I can’t explain how it feels to be back in Oman. It’s very similar to after we were evacuated from Egypt and found ourselves welcomed, embraced, encircled by family and friends, and the entire experience was lovely and wonderful and steeped in bittersweetness.
It physically pains me to see my kids so happy here, surrounded by their school family, embraced by teachers and students alike (as opposed to the “no hugging” rule at their current school), being pulled from group to group, “come to PE with me!” Or “sit with us at lunch!” Seeing tears of happiness and sadness in Carter’s eyes as he says “I’ve missed my friends so much!”
Do they have these kinds of relationships at their current school? I don’t know because there isn’t an open door policy there. I don’t walk down the halls several times a week (or day!) forming new relationships with repeated greetings the way it happens here. There is no Costa Coffee in the cafeteria to keep us chatting in the lunchroom in between drop offs, pick-ups, and classroom activities.
Being here reminds me of what is lacking and I don’t know what course to take. Find more reasons to be at school? Try to make it a more welcoming place? Is that even possible when that runs counter to school policy/culture? Or do I go outside the system and go back to homeschooling next year, giving them some of the freedom and flexibility that they’ve been missing?
I’ve always said being happy isn’t where you are, it’s who you are. And that is smacking me in the face as I try and figure out our place/purpose in Bahrain. I’m sure that part of my dissatisfaction is rooted inside me, but I’m also realizing that my happiness is related to my kids’ happiness and as they get older I have less and less control over that.

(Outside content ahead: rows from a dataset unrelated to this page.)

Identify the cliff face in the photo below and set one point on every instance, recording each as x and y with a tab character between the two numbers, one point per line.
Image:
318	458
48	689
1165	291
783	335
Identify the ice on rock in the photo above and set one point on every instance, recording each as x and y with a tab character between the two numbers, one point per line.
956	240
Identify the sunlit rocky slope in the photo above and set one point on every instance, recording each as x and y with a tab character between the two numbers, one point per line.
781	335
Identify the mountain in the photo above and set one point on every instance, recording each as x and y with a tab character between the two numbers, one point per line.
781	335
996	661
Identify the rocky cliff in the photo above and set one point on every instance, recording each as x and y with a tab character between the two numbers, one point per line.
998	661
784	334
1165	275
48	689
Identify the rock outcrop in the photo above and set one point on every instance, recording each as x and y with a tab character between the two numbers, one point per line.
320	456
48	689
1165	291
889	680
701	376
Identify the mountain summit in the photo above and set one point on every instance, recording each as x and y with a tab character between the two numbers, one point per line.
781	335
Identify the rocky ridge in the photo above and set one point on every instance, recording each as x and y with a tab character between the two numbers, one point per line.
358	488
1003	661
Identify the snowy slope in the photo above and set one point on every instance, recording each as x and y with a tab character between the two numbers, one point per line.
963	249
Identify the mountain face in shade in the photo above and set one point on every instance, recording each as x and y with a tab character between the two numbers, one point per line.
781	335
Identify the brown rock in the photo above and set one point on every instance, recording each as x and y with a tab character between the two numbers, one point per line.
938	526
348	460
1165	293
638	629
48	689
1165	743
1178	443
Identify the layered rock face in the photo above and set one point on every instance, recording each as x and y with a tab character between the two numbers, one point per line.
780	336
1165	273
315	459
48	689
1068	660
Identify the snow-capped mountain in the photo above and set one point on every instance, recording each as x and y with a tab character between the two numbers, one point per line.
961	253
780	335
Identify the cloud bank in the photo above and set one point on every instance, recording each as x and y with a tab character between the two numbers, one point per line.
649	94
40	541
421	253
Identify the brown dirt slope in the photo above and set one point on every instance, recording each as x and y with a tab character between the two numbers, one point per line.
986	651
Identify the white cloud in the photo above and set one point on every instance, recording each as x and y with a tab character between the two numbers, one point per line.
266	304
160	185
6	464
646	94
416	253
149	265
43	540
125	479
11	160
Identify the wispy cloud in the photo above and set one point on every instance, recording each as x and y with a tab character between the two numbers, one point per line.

I haven’t seen the boys this genuinely happy and relaxed since we left Oman. They practically floated down the hallways of the school, fitting in like missing pieces of a puzzle. While the world is talking about adding armed security and buzzers and visitor badges and locked doors at schools, my three showed up with only a smile on the arm of a friend — no prior notice, no notes or permission slips, no questions asked.
I don’t think it gets any better than this, but I’ve become determined to find or create the next best thing (and also come back and visit as often as possible).